İmamoğlu, Katliamı anarken, öznesinin içini boş bırakmayı seçerekSivas Katliamı’nda yitirdiğimiz canları bir kez daha rahmetle anıyorum… Fitne ve fesat peşinde olanlar, nefreti körükleyenler hiçbir zaman bu topraklarda kök salamayacak” diyor. Kimdir bu “Fitne ve fesat peşinde olanlar, nefreti körükleyenler” ve bu neyin fitnesi ve fesadıdır?

Toraman “belirli kesimin” kim olduğunu söylese, İmamoğlu da “nefret ve fesat” kavramlarını tanımlasa ve “fitne fesat peşinde olanları” ifadelerinin içine gerçek insanları koymayı denese, Sivas Katliamı “Unheimliche” boyutunu kaybetmeye başlayabilir.

Dört nedensellik ve ‘GERÇEK’

Gelin basit bir deneme yapalım, Sivas Katliamı’na, Aristoteles’in, bir şeyin varlığını açıklayan “4 neden” modeli üzerinden bakalım. (1)- Maddi neden. Katliamın maddesi: Aziz Nesin gibi aydınlara (dinsiz-komünist) karşı nefretle galeyana gelmiş dinci bireyler. (2)- Biçimsel neden (aldığı biçim): Bilişsel haritaları, duyarlılıkları açısından homojenliğe sahip bir kitle. (3)- Hareket ettirici neden: Dinsizlere ve komünistlere yönelik nefreti örgütleyen toplumsal/kurumsal yapı. (4)- Amacı (logos): Dinsizleri ve komünistleri yok etmek. Durum formel olarak bu kadar açıktır.

Yukarda, GERÇEĞE doğrudan değil, ancak etkilerinden hareketle ulaşabiliriz demiştim: Bir taraftan, Toraman’ın açıkça söylemek, İmamoğlu’nun da somutlamak istemedikleri.

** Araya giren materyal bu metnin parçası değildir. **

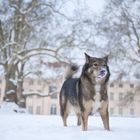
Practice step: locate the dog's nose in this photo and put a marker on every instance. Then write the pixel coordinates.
(102, 71)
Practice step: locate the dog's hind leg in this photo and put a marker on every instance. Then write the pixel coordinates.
(105, 117)
(78, 114)
(78, 118)
(65, 113)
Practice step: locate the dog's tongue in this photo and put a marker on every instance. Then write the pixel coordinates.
(101, 74)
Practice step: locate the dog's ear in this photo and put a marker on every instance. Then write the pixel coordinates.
(106, 58)
(87, 58)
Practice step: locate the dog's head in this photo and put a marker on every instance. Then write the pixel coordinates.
(97, 68)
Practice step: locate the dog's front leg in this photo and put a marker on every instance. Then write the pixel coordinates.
(84, 121)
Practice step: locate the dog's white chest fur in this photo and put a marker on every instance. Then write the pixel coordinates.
(97, 103)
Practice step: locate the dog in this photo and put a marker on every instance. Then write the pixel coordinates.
(88, 93)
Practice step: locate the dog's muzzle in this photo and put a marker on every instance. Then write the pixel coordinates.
(102, 73)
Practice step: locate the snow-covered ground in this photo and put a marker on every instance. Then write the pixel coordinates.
(35, 127)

Diğer taraftan, yukarıdaki dört “neden” içinde kapsananlarla Siyasal İslamın temsilcisi AKP arasında doğrudan kurulabilecek bağlar (Sivas Katliamı’na katılanların avukatları, “zamanaşımına” uğratmalar, affedilmeler, 15 Temmuz “Darbesi” sırasında yaşanan vahşet, Atı alıp Üsküdar’ı geçerken sokağa inen dinci, silahlı kalabalıklar, TV ekranlarında katliam listesi yapmakla övünenler, depremden Covid’e, her türlü belayı ateistlere LGBT bireylere bağlamalar, Sünni İslamın benimsediği “hakikat rejiminin” dışında kalanları susturmalar, yasaları yok saymalar) Sivas Katliamı’nın aslında neyin GERÇEĞi olduğunu ortaya koyuyor: Sivas Katliamı, Siyasal İslamın en aşırı ve özgür, yasanın kısıtlamasından kurtulmuş halidir. Sivas Katliamı, Siyasal İslamın GERÇEĞİDİR.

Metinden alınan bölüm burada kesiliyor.